Giovanni Moro - Anni settanta - Cossiga, Andreotti
Per Moro non potevamo trattare
Le risposte a «Anni Settanta», il volume che mette sotto
accusa la linea della fermezza dopo il sequestro organizzato dalle Brigate rosse Andreotti replica al figlio dello statista. Cossiga: non
leggerò il suo libro
Reagiscono in maniera diversa, con parole
differenti. Ma la sostanza è la stessa. E non modifica in nulla la linea che
entrambi hanno sempre seguito in questi anni.
Giulio Andreotti e Francesco Cossiga sono nuovamente chiamati a confrontarsi con il «caso Moro», con quella
posizione di fermezza che non salvò lo statista democristiano dalla sentenza di
morte pronunciata dai brigatisti ed eseguita il 9 maggio del 1978.
L' occasione
è «Anni Settanta», l' ultimo libro di Giovanni Moro, il figlio del presidente,
anticipato ieri dal Corriere della Sera, che contiene giudizi durissimi sulle
loro scelte di allora, sui ruoli che ricoprivano all' epoca, su quelli avuti in
seguito.

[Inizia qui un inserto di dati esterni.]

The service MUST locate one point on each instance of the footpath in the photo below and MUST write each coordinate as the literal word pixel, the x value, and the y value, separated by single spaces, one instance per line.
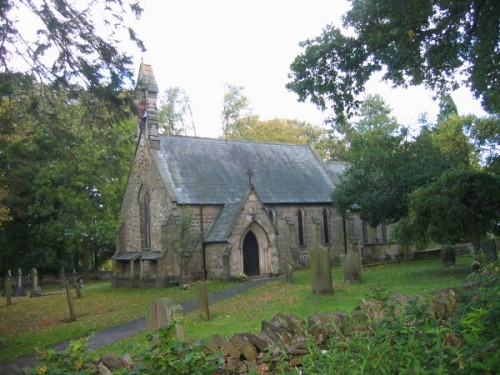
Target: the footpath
pixel 113 334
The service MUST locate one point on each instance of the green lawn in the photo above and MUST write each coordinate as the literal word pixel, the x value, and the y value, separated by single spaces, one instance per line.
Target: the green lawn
pixel 41 322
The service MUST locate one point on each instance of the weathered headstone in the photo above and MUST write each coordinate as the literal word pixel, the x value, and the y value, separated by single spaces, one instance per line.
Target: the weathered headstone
pixel 489 249
pixel 72 314
pixel 8 288
pixel 36 291
pixel 201 291
pixel 351 267
pixel 19 291
pixel 161 312
pixel 77 285
pixel 288 273
pixel 449 256
pixel 321 271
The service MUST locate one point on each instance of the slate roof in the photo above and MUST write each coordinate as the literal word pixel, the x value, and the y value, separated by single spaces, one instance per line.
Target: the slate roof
pixel 223 224
pixel 214 171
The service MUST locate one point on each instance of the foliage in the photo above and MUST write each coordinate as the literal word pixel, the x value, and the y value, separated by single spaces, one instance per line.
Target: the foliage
pixel 411 42
pixel 167 355
pixel 410 340
pixel 174 113
pixel 458 206
pixel 66 44
pixel 65 177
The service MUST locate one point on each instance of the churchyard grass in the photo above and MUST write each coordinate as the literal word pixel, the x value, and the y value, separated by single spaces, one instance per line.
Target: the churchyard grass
pixel 31 323
pixel 42 322
pixel 245 312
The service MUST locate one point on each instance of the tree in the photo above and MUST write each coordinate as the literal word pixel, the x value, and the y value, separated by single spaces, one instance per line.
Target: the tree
pixel 427 42
pixel 174 112
pixel 458 206
pixel 235 106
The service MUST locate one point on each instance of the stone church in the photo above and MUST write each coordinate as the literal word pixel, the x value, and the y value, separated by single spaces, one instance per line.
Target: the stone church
pixel 249 207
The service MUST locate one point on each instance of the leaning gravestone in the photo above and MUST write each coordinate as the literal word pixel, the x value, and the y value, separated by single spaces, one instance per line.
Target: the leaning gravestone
pixel 489 249
pixel 351 267
pixel 288 273
pixel 201 291
pixel 8 288
pixel 19 291
pixel 161 312
pixel 449 256
pixel 321 271
pixel 36 291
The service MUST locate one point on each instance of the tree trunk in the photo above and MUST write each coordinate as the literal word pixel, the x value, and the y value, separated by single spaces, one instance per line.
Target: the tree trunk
pixel 476 237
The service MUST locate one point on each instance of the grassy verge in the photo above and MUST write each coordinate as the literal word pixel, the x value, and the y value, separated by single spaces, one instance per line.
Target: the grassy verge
pixel 35 323
pixel 245 312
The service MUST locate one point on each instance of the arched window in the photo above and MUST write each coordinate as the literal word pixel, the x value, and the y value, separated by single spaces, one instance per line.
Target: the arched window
pixel 326 229
pixel 300 228
pixel 145 218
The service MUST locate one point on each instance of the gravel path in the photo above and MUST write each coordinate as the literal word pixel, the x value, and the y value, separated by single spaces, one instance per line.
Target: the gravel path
pixel 113 334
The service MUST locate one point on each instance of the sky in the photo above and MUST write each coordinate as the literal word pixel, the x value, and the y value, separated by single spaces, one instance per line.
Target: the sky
pixel 199 46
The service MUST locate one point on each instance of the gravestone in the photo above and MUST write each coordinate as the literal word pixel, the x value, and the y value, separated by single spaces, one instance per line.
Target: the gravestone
pixel 321 271
pixel 36 291
pixel 489 249
pixel 161 312
pixel 19 291
pixel 8 288
pixel 288 273
pixel 72 314
pixel 351 267
pixel 77 285
pixel 201 291
pixel 449 256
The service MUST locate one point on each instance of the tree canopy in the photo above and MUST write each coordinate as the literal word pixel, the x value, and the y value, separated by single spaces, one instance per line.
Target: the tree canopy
pixel 431 42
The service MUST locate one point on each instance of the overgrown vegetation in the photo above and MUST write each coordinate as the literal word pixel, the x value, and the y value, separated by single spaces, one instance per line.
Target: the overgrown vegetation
pixel 407 340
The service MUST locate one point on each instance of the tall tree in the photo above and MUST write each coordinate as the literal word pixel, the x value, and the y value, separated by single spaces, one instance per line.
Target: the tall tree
pixel 458 206
pixel 235 106
pixel 427 42
pixel 174 113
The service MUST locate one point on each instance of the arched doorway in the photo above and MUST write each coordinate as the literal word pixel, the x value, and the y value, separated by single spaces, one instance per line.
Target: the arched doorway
pixel 251 255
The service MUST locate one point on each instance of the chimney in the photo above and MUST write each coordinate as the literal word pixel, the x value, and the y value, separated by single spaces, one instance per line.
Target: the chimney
pixel 147 94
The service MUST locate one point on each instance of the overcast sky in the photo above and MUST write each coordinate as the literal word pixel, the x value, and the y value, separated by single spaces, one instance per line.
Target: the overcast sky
pixel 200 45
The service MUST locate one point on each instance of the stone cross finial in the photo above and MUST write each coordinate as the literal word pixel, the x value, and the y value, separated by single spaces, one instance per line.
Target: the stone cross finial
pixel 249 174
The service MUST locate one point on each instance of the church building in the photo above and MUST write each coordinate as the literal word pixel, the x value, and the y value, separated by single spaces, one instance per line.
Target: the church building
pixel 198 208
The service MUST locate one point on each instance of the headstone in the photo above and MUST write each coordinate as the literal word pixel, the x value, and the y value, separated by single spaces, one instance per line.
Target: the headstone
pixel 288 273
pixel 72 314
pixel 201 291
pixel 8 288
pixel 489 249
pixel 77 285
pixel 161 312
pixel 19 291
pixel 321 271
pixel 351 267
pixel 449 256
pixel 36 291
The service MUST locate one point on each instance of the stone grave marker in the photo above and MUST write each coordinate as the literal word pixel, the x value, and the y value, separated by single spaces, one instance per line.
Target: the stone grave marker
pixel 321 271
pixel 8 288
pixel 449 256
pixel 77 285
pixel 72 314
pixel 19 291
pixel 351 267
pixel 201 291
pixel 288 273
pixel 36 291
pixel 162 311
pixel 489 249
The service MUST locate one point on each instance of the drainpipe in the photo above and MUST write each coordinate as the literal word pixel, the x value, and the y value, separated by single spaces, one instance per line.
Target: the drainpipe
pixel 204 250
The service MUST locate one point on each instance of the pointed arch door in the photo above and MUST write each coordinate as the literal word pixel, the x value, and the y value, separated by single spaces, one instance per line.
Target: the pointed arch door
pixel 251 255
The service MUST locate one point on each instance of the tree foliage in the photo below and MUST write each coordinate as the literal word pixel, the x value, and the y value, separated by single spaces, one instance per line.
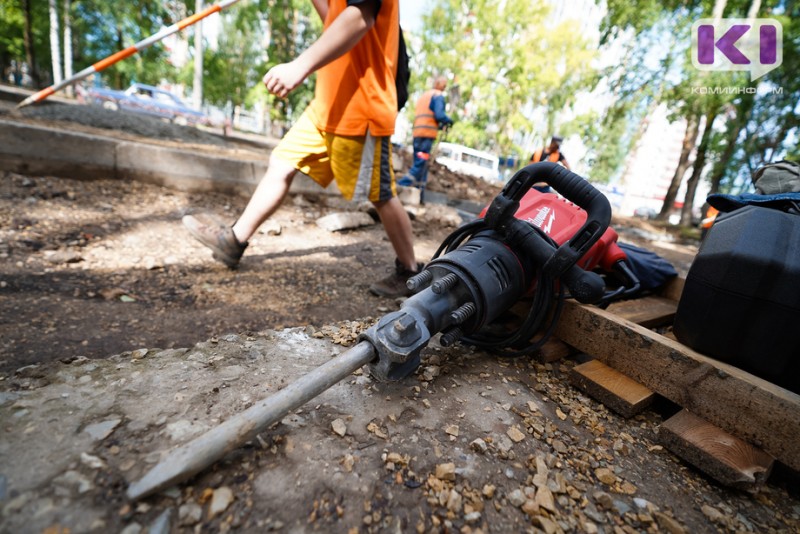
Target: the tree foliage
pixel 512 78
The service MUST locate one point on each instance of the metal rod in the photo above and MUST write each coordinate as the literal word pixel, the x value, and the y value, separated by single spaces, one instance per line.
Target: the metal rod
pixel 193 457
pixel 122 54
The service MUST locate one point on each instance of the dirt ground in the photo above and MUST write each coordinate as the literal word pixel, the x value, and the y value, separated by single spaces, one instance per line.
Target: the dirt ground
pixel 121 337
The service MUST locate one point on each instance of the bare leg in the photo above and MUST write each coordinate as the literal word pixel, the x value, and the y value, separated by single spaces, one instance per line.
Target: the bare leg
pixel 398 228
pixel 266 199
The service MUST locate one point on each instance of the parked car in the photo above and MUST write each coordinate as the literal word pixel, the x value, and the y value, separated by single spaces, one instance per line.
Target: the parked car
pixel 148 100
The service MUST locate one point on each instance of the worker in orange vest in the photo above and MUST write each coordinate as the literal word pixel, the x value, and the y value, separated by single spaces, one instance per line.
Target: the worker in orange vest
pixel 708 221
pixel 429 118
pixel 551 153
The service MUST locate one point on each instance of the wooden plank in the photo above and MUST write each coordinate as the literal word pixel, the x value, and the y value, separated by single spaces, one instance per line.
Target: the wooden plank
pixel 554 350
pixel 748 407
pixel 615 390
pixel 673 289
pixel 724 457
pixel 651 311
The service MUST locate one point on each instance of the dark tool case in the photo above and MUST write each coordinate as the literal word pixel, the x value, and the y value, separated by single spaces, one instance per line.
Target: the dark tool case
pixel 741 301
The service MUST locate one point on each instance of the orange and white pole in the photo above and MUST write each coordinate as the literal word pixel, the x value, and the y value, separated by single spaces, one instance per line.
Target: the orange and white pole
pixel 122 54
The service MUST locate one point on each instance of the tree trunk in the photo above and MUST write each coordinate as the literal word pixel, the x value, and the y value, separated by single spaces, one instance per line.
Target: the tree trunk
pixel 753 11
pixel 30 51
pixel 68 44
pixel 735 127
pixel 197 84
pixel 697 170
pixel 689 141
pixel 55 45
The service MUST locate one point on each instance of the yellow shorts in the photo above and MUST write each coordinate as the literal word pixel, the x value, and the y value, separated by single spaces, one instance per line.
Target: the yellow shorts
pixel 361 165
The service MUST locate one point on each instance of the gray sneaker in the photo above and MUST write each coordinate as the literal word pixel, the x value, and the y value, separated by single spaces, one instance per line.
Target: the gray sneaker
pixel 219 238
pixel 394 285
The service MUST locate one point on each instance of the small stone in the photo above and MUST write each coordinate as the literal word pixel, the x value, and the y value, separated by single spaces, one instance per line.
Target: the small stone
pixel 517 498
pixel 472 517
pixel 339 427
pixel 669 524
pixel 603 499
pixel 348 462
pixel 133 528
pixel 479 445
pixel 454 501
pixel 605 476
pixel 446 471
pixel 714 515
pixel 544 498
pixel 550 527
pixel 515 434
pixel 92 461
pixel 161 524
pixel 100 431
pixel 189 514
pixel 222 498
pixel 530 507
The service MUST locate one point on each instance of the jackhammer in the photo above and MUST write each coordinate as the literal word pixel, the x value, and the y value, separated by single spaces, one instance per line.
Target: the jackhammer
pixel 525 246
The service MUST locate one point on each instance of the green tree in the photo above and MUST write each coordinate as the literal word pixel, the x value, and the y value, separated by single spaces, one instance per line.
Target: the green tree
pixel 505 68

E che muove da una considerazione: «Tutti i sequestri organizzati da
gruppi terroristi prima e dopo la vicenda Moro sono stati risolti in uno dei due
modi che invece furono evitati nel caso Moro: o attraverso la trattativa o con
la liberazione dell' ostaggio». Lui invece fu condannato «da una non decisione».
Cossiga è sprezzante: «Ho letto di un indegno libello scritto dal figlio di Aldo
Moro contro il Vaticano, Giulio Andreotti e me. Per rispetto alla figura morale
e politica del padre non comprerò né leggerò quel libro. Certo molto meglio
sarebbe stato se, invece di fare il "figlio del martire", Giovanni Moro si fosse
messo a lavorare così come hanno fatto i ragazzi e le ragazze figli dei
carabinieri e dei poliziotti che hanno sacrificato la loro vita per suo padre.
Come è vero che non necessariamente i figli ereditano qualcosa dei loro padri.
In questo caso Giovanni Moro ha ereditato dal padre soltanto il cognome; che
certo non porta con molto onore».
Andreotti è più accomodante, ma fermo nel
rivendicare le decisioni prese durante quei 55 giorni di sequestro: «Capisco il
piano sentimentale e mi dispiace, ma noi non potevamo fare altro. I brigatisti
volevano il riconoscimento da parte dello Stato e questo era inaccettabile».
Ricorda come all' interno della famiglia Moro qualcuno non condivida l' opinione
di Giovanni: «So che Maria Fida ha un atteggiamento diverso, ha mantenuto un
rapporto...». Poi ripete quello che già ha detto in questi anni: «Trattare era
impossibile, ci sarebbe stata la sollevazione dei familiari delle altre vittime.
Non potevamo, non ci era consentito». Il nodo è proprio questo.
Come aveva già
fatto in passato, anche nel suo libro Giovanni Moro accusa Andreotti di aver
«mentito spudoratamente» quando disse che «una delle vedove di via Fani aveva
minacciato di darsi fuoco in piazza se si fossero aperte qualsivoglia
trattative» senza mai indicarla «perché quella vedova non esisteva». E di
Cossiga, che all' epoca era ministro dell' Interno e si dimise il giorno dopo il
ritrovamento del cadavere di suo padre, dice: «In una democrazia normale avrebbe
probabilmente passato il resto della sua vita a coltivare rose o a scrivere
libri di memorie per riscattare la sua immagine. In Italia è stato invece subito
nominato primo ministro per due volte, presidente del Senato per due volte e
infine presidente della Repubblica. Difficile non sentire in tutto ciò il sapore
di un premio, naturalmente di consolazione».
L' ex capo dello Stato, ora senatore a vita, non si
sottrae quando gli si chiede di rispondere a questo giudizio. E il tono si fa
ancora più tagliente: «È un poveretto». Ironicamente aggiunge: «Questo libro
piacerà molto ai figli e alle mogli di quegli uomini che facevano la scorta a
suo padre». Respinge invece l' idea che queste considerazioni siano frutto di
quel dolore che segna la vita di chi ha avuto un familiare ucciso dai
terroristi: «Lui è segnato dal contratto che ha firmato con il suo editore».
Affermazioni che rischiano di alimentare altre tensioni, ulteriori polemiche.